King Earl song notes
Possessed By The Devil - It feels like pictures
of me at different points in my life, maybe up until the end. I
don't really know where the song came from. I worked with a guy
who never talked to me hardly at all, the only time he ever spoke
to me was to say "if you've got blood on your hands, you don't
belong in church."
Union Tramp - I still really enjoy playing this song. I don't think songs are ever truly finished and this song is a good example of that. Its fun to play and it's fun to play with, a work-in-progress, trying it in a different key or tuning after every couple shows. I also like the story of it, I met lots of guys who are out on the road, trying to get to a place that feels like home, a constant search for somewhere where they feel they can belong.
King Earl - "King Earl" isn't based on a single person or incident but it's true in the sense that this is the average life of homeless people I worked with. They're always waiting, nowhere to go, someone always shooing them on, always in danger of being knocked out just because they exist. Just being there, reminding people about hard times makes them eligible for a beating or whatever else.
1917 - Written while I was out in Butte, Montana for the film "Who Killed Cock Robin?" I was deeply affected by Frank Little's story. 1917 was the year of the Granite Mountain fire and also year Frank Little was murdered. We'd visited some of the old mining shacks and climbed headframes and I felt really tuned in at that point to Butte even though I hadn't lived there or anything like that. The song came from thinking about Frank and spending an evening in the engine room of one of the headframes, which is a creepy place, just right above the entrance to a copper mine and you feel every dead soul that is wandering around.

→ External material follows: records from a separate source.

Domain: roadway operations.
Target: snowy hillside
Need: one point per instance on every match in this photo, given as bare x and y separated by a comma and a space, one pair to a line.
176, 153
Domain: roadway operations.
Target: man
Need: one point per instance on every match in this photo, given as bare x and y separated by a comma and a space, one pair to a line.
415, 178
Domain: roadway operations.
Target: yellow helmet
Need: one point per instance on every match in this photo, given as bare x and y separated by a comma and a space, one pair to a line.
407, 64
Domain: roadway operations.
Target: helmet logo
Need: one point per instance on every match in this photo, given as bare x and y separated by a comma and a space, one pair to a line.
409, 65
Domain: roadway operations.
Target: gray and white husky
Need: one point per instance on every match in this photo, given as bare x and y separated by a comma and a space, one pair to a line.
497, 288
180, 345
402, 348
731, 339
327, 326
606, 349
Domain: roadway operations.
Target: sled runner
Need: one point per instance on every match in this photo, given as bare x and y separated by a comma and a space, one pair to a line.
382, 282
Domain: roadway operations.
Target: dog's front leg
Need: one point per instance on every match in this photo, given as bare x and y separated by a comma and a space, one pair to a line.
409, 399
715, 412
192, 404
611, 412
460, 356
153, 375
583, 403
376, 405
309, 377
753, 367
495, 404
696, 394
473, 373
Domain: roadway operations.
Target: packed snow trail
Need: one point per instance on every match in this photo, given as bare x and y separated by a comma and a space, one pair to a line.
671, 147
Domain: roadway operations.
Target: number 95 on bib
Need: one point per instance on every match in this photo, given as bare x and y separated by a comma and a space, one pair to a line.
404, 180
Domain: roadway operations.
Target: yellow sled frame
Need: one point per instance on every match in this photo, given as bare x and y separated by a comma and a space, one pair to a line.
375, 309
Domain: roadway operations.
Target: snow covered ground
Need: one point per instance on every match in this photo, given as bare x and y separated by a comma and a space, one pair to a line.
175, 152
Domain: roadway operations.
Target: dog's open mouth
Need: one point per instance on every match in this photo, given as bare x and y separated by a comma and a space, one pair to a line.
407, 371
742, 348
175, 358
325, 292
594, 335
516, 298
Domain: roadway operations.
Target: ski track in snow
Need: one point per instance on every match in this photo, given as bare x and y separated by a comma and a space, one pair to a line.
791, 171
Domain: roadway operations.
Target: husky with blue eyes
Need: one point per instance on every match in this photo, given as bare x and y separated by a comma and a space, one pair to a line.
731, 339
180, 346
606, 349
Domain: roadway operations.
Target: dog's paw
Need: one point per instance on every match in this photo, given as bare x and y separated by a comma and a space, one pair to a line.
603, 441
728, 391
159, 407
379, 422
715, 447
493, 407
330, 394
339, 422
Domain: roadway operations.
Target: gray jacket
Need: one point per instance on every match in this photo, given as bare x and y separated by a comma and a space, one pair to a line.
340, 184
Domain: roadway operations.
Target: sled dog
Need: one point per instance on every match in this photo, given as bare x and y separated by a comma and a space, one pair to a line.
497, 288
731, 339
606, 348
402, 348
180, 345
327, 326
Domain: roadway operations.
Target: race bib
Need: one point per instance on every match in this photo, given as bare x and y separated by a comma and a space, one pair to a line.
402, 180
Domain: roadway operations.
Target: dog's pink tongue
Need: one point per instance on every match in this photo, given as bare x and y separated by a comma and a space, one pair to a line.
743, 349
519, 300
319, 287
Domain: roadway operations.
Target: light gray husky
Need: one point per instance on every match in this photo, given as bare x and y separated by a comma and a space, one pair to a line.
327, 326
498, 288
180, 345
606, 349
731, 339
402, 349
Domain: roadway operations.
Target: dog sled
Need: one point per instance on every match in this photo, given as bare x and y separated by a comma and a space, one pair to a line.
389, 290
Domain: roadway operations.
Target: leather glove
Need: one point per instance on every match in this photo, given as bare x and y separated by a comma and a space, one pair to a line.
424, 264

West Bank 10-String Rag - I lived in a cheap, leaky, drafty, stinky rooming house in Minneapolis on the West Bank and had the time of my life, it was the best place. Every Thursday I went down to the Times Bar on Nicollet Avenue to see Dave Ray and Tony Glover play, Friday I was stuffed in a corner at the old 400 Bar to hear Willie Murphy play the piano, on Saturday I was usually down at the New Riverside Cafe to see Peter Rykhus or someone like that play blues guitar, and on Sunday I was always at the Viking Bar to watch Spider John.